Sharyn Angel
Shailer Park State High School, QLD
Teaching Fellow
In the application, you wrote about how you’ve been transforming outcomes for your students. Tell us what you’ve been doing, and what the results have been.
Our focus at Shailer Park has been transforming our big 4: reading, writing, attendance and Senior School outcomes. We are delivering on these through a strategy we have developed: the RED-P agenda – Reading to Learn, Explicit Direct Instruction, Data Informed Practice and Positive Behaviour for Learning. Since arriving at Shailer Park in 2015, our NAPLAN results have skyrocketed with a dedicated focus on this approach.
How has becoming a teaching fellow benefited you?
Becoming a Teaching Fellow has benefited me through the networks it has opened and the mentoring relationships it has created for me.
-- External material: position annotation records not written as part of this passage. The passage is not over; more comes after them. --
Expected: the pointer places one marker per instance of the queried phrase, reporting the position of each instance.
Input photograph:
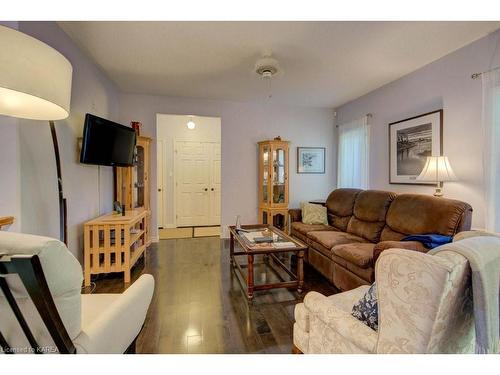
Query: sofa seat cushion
(329, 239)
(306, 228)
(343, 301)
(359, 254)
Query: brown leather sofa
(363, 223)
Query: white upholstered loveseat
(96, 323)
(424, 304)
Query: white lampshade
(35, 79)
(437, 169)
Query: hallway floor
(199, 306)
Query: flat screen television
(107, 143)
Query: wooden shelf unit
(273, 182)
(133, 183)
(114, 243)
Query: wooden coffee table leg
(300, 271)
(231, 248)
(250, 277)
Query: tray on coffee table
(282, 243)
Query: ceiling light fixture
(267, 68)
(190, 124)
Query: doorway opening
(189, 176)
Learning from and hearing about the great work that the other Fellows are doing has increased my educational knowledge and confirmed that the work I am doing is on the right track.
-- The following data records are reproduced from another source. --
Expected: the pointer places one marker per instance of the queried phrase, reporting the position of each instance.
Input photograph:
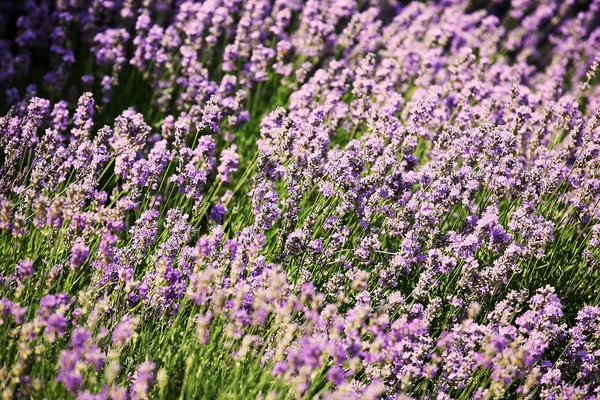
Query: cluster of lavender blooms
(334, 199)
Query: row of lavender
(331, 199)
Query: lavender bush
(331, 199)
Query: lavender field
(284, 199)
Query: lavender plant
(331, 199)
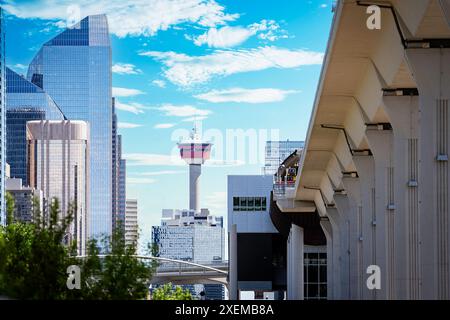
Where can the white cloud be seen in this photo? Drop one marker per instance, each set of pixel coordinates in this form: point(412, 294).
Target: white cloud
point(128, 125)
point(183, 111)
point(20, 66)
point(135, 108)
point(149, 159)
point(164, 125)
point(132, 180)
point(129, 18)
point(268, 30)
point(196, 118)
point(227, 37)
point(263, 95)
point(161, 173)
point(159, 83)
point(125, 68)
point(125, 92)
point(185, 71)
point(217, 200)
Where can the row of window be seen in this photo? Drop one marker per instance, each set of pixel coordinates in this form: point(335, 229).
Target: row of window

What has been the response of your students, school and community to you being named a commonwealth bank teaching awards fellow?
The Teaching Awards have been the catalyst for bringing together some high-performing and motivated educators, business people, universities and the Logan Council to develop the ‘Promise Project’ with the aim of benefiting students in the Logan area.
What is the program you’re implementing at your school as a result of the award?
The ‘Promise Project’ team will travel to the US to investigate the Harlem Children’s Zone ‘cradle to college’ pipeline that has created a scalable and sustainable education initiative that now serves over 12,500 students and has achieved 96% of its students going onto college from a very low SES community in New York. The aim of the project is to create a sustainable and scalable plan to increase the number of students in the Logan area progressing to further education.
What has been the highlight of becoming a teaching fellow?
Without doubt the highlight has been the education trip to Singapore. This was an amazing experience for a range of reasons – being able to see a high-performing system; having the time and opportunity to reflect on this as a group to identify the how and what that is happening that is contributing to Singapore’s education success; having time to reflect on and plan my own leadership of my project at my school; being able to reflect and plan on how to make a bigger impact across Queensland and Australia; and working with staff from Schools Plus, the Commonwealth Bank and Learning First to share stories and compare opinions on a vast array of educational initiatives.